Diesel slid 0.8 percent. West Texas Intermediate crude sank 1.6 percent to $99.22 a barrel after the Energy Information Administration reported that crude stocks rose 4 million barrels in the week ended Oct. 11. Distillate inventories declined 1.8 million barrels to 124.2 million, the lowest level in three months. A 2 million-barrel withdrawal was projected in a Bloomberg survey.
“It’s being dragged down by crude,” said Andy Lipow, president of Lipow Oil Associates LLC in Houston. “The market was not particularly surprised at the drawdown in products because there’s turnarounds going on.”
Ultra-low-sulfur diesel for November delivery fell 2.48 cents to settle at $3.0106 a gallon on the New York Mercantile Exchange. Trading volume was 12 percent below the 100-day average at 2:57 p.m.
The EIA report, scheduled to be released Oct. 17, was delayed because federal workers were furloughed for 16 days during a partial government shutdown. The report for supplies in the week ended Oct. 18 will be released on Oct. 23.
ULSD’s premium versus WTI widened 55 cents to $27.23 a barrel. The crack spread over Brent sank 74 cents to $16.66.
Gasoline stockpiles shrank 2.57 million barrels to 217.3 million, the biggest drop in eight weeks. Analysts estimated a 1-million-barrel decline. Supplies in PADD 1, which includes the New York Harbor delivery point for Nymex futures, slipped 1.29 million barrels to 57.1 million.
Gasoline for November delivery fell 1.94 cents, or 0.7 percent, to $2.6538 a gallon on trading volume that was 60 percent below the 100-day average.
Gasoline crack spreads widened as Scotland’s only refinery is shut because of a strike, which could reduce imports from Europe just as seasonal maintenance is pinching supplies along the U.S. East Coast.

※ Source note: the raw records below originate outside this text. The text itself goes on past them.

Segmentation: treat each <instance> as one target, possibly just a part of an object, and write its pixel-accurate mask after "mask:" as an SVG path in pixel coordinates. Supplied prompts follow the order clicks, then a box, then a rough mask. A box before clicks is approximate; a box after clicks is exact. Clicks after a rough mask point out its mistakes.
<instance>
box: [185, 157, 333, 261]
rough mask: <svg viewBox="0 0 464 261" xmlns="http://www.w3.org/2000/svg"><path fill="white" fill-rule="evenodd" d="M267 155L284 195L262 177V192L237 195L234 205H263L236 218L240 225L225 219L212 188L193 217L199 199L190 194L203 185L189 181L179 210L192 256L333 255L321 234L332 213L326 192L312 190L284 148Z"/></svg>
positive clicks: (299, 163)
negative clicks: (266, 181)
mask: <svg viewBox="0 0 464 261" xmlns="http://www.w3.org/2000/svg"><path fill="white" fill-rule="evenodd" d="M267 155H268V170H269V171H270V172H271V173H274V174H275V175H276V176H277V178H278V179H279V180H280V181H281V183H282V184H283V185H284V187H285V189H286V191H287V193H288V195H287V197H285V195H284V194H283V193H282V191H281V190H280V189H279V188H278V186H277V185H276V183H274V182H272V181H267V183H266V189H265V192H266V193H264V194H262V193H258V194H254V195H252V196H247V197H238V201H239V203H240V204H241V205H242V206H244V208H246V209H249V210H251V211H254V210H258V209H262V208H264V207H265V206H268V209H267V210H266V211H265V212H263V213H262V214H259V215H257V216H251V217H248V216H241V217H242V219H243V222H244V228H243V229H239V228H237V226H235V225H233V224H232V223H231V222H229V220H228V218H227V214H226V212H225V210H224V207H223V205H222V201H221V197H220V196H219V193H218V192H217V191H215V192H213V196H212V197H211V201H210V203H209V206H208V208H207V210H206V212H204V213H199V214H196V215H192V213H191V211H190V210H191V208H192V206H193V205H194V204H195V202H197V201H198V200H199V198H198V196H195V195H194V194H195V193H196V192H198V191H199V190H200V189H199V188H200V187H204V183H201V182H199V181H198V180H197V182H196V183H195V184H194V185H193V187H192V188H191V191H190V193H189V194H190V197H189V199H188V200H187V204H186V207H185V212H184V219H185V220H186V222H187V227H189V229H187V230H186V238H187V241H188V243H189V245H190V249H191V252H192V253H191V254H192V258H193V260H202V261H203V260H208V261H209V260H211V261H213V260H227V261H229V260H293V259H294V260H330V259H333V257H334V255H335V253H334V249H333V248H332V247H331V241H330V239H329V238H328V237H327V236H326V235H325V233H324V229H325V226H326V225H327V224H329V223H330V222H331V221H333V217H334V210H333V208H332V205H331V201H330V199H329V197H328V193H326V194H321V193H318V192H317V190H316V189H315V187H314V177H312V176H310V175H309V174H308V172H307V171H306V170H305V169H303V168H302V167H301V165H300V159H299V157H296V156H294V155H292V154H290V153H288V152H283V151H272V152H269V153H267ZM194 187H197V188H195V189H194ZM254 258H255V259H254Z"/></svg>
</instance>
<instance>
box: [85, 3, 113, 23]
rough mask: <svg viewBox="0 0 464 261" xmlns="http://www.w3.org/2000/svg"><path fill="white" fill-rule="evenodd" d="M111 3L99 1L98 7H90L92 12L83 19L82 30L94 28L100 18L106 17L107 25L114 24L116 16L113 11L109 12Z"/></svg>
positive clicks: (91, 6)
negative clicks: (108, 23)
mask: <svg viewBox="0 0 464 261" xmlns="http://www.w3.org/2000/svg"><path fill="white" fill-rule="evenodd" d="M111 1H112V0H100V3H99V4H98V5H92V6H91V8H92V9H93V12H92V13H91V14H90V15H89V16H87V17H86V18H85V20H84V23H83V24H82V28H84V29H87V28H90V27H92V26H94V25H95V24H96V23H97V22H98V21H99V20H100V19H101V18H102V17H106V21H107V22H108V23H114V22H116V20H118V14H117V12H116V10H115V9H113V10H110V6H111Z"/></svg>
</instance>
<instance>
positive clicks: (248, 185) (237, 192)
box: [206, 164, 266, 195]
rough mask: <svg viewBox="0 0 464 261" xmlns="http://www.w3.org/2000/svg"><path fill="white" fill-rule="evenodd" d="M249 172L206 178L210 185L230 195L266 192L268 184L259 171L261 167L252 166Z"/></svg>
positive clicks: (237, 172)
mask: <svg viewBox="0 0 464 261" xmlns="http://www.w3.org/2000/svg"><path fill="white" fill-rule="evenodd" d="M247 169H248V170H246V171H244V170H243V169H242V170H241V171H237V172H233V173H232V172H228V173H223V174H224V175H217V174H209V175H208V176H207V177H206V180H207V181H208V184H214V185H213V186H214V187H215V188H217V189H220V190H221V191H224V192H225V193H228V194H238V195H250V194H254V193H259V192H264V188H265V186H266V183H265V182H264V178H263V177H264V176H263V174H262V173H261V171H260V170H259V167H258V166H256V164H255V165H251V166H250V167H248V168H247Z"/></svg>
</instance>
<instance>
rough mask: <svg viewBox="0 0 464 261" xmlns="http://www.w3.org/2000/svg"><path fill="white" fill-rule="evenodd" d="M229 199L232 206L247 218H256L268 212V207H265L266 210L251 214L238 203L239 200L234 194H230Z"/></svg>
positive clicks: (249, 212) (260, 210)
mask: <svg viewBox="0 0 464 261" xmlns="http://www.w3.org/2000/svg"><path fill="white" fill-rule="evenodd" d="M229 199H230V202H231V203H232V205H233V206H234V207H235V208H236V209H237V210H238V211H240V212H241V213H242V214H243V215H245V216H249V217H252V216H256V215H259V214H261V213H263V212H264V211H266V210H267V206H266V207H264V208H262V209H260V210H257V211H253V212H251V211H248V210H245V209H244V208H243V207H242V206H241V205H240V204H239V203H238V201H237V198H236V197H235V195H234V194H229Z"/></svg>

The motor fuel’s crack spread versus WTI rose 78 cents to $12.24 a barrel. The spread has more than doubled since sliding to $5.68 on Oct. 4, the smallest margin since November 2010.
“That’s a reflection of inventory levels and continued maintenance,” said Andrew Lebow, a senior vice president at Jefferies Bache LLC in New York.
The premium to Brent fell 45 cents to $1.24 a barrel.
Pump prices, averaged nationwide, fell 0.4 cent to $3.349 a gallon, Heathrow, Florida-based AAA said today on its website. Prices are 32.7 cents below a year ago.